I don't like this solution, but it works.
class CustomQuerySet(models.query.QuerySet):
def for_user(self):
return super(CustomQuerySet, self).filter(*args, **kwargs).filter(private=False)
class CustomManager(models.Manager):
def get_query_set(self):
return CustomQuerySet(self.model, using=self._db)
If you need to "reset" the QuerySet you can access the model of the queryset and call the original manager again (to fully reset). However that's probably not very useful for you, unless you were keeping track of the previous filter/exclude etc statements and can replay them again on the reset queryset. With a bit of planning that actually wouldn't be too hard to do, but may be a bit brute force.
Overall manji's answer is definitely the right way to go.

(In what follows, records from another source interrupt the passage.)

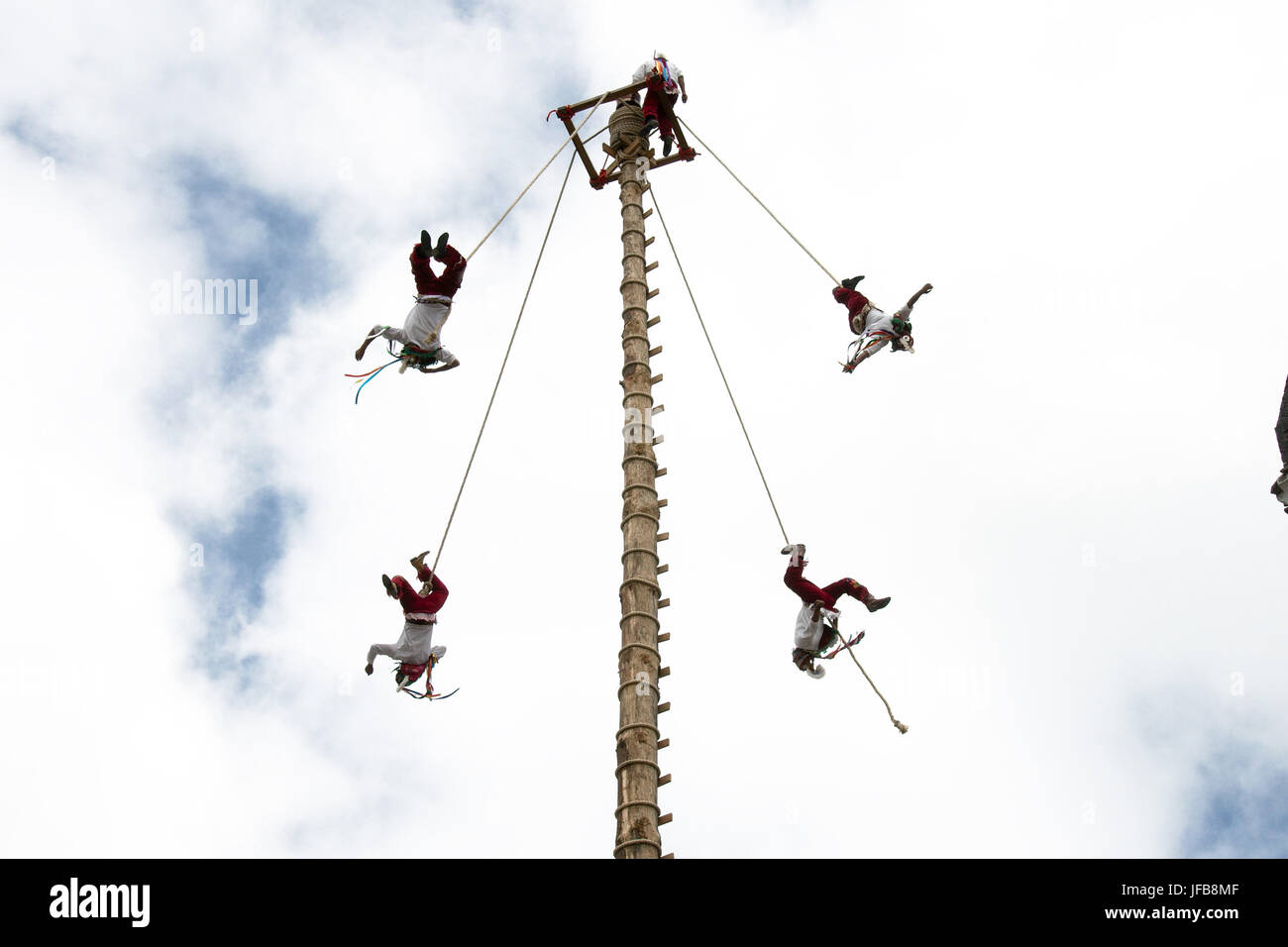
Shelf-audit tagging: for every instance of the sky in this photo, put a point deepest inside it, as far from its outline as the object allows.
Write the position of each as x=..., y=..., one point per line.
x=1064, y=488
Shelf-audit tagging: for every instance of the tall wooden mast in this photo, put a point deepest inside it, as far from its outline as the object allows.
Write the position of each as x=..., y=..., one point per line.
x=639, y=664
x=639, y=661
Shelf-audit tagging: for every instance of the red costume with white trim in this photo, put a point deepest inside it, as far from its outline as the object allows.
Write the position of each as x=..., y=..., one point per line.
x=429, y=283
x=413, y=647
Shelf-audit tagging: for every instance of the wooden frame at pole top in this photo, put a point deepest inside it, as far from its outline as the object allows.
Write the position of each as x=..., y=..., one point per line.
x=596, y=179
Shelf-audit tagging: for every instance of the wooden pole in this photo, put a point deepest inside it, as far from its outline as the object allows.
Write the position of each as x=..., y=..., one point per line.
x=639, y=665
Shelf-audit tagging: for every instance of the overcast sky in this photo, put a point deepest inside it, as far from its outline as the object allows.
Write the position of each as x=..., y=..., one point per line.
x=1064, y=489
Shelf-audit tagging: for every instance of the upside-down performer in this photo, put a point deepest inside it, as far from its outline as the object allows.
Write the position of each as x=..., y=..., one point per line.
x=875, y=329
x=420, y=334
x=413, y=650
x=815, y=622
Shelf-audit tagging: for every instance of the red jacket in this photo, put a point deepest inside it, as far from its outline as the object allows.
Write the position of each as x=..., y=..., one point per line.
x=413, y=602
x=430, y=285
x=853, y=300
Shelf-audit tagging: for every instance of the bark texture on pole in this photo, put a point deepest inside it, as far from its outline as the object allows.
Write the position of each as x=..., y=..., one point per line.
x=638, y=774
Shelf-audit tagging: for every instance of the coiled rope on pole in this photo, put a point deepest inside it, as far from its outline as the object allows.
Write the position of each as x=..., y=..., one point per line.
x=503, y=363
x=835, y=281
x=537, y=175
x=702, y=322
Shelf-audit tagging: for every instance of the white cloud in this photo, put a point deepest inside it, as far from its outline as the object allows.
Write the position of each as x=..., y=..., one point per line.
x=1095, y=371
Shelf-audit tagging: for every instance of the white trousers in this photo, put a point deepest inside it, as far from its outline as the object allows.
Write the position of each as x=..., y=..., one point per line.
x=412, y=646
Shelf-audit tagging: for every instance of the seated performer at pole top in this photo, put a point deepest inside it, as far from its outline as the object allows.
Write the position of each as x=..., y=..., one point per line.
x=815, y=622
x=424, y=324
x=664, y=78
x=1280, y=486
x=420, y=613
x=875, y=329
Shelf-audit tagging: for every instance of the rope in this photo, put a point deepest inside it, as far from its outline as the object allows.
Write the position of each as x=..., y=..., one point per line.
x=503, y=363
x=535, y=179
x=719, y=368
x=759, y=201
x=898, y=725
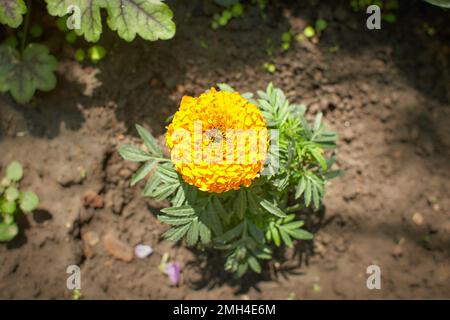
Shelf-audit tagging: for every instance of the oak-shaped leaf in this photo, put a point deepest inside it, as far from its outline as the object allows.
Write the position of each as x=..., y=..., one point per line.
x=11, y=12
x=23, y=74
x=150, y=19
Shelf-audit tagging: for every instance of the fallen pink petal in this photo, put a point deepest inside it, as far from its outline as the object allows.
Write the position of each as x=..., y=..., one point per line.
x=142, y=251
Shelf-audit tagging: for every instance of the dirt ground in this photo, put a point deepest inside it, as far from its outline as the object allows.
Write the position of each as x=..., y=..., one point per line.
x=385, y=92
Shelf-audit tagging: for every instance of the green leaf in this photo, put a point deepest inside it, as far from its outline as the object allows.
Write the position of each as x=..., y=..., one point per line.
x=150, y=19
x=205, y=233
x=225, y=87
x=8, y=231
x=300, y=234
x=193, y=233
x=211, y=218
x=179, y=198
x=176, y=233
x=11, y=194
x=142, y=172
x=254, y=264
x=14, y=171
x=175, y=221
x=28, y=201
x=240, y=206
x=165, y=191
x=179, y=211
x=149, y=140
x=300, y=188
x=440, y=3
x=231, y=234
x=152, y=183
x=8, y=207
x=272, y=209
x=286, y=238
x=23, y=74
x=133, y=153
x=275, y=236
x=11, y=12
x=308, y=192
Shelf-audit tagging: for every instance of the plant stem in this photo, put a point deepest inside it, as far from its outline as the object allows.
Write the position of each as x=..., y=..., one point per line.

So amending manji's answer you need to replace the existing "model"."private" = False with ("model"."owner_id" = 2 AND "model"."private" = True ) OR "model"."private" = False ). To do that you will need to walk through the where object on the query object of the queryset to find the relevant bit to remove. The query object has a WhereNode object that represents the tree of the where clause, with each node having multiple children. You'd have to call the as_sql on the node to figure out if it's the one you are after:
from django.db import connection
qn = connection.ops.quote_name
q = myModel.objects.all()
print q.query.where.children[0].as_sql(qn, connection)
Which should give you something like:
('"model"."private" = ?', [False])
However trying to do that is probably way more effort than it's worth and it's delving into bits of Django that are probably not API-stable.
My recommendation would be to use two managers. One that can access everything (an escape hatch of sort), the other with the default filtering applied. The default manager is the first one, so you need to play around with the ordering depending on what you need to do. Then restructure your code to know which one to use - so you don't have the problem of having the extra private=False clause in there already.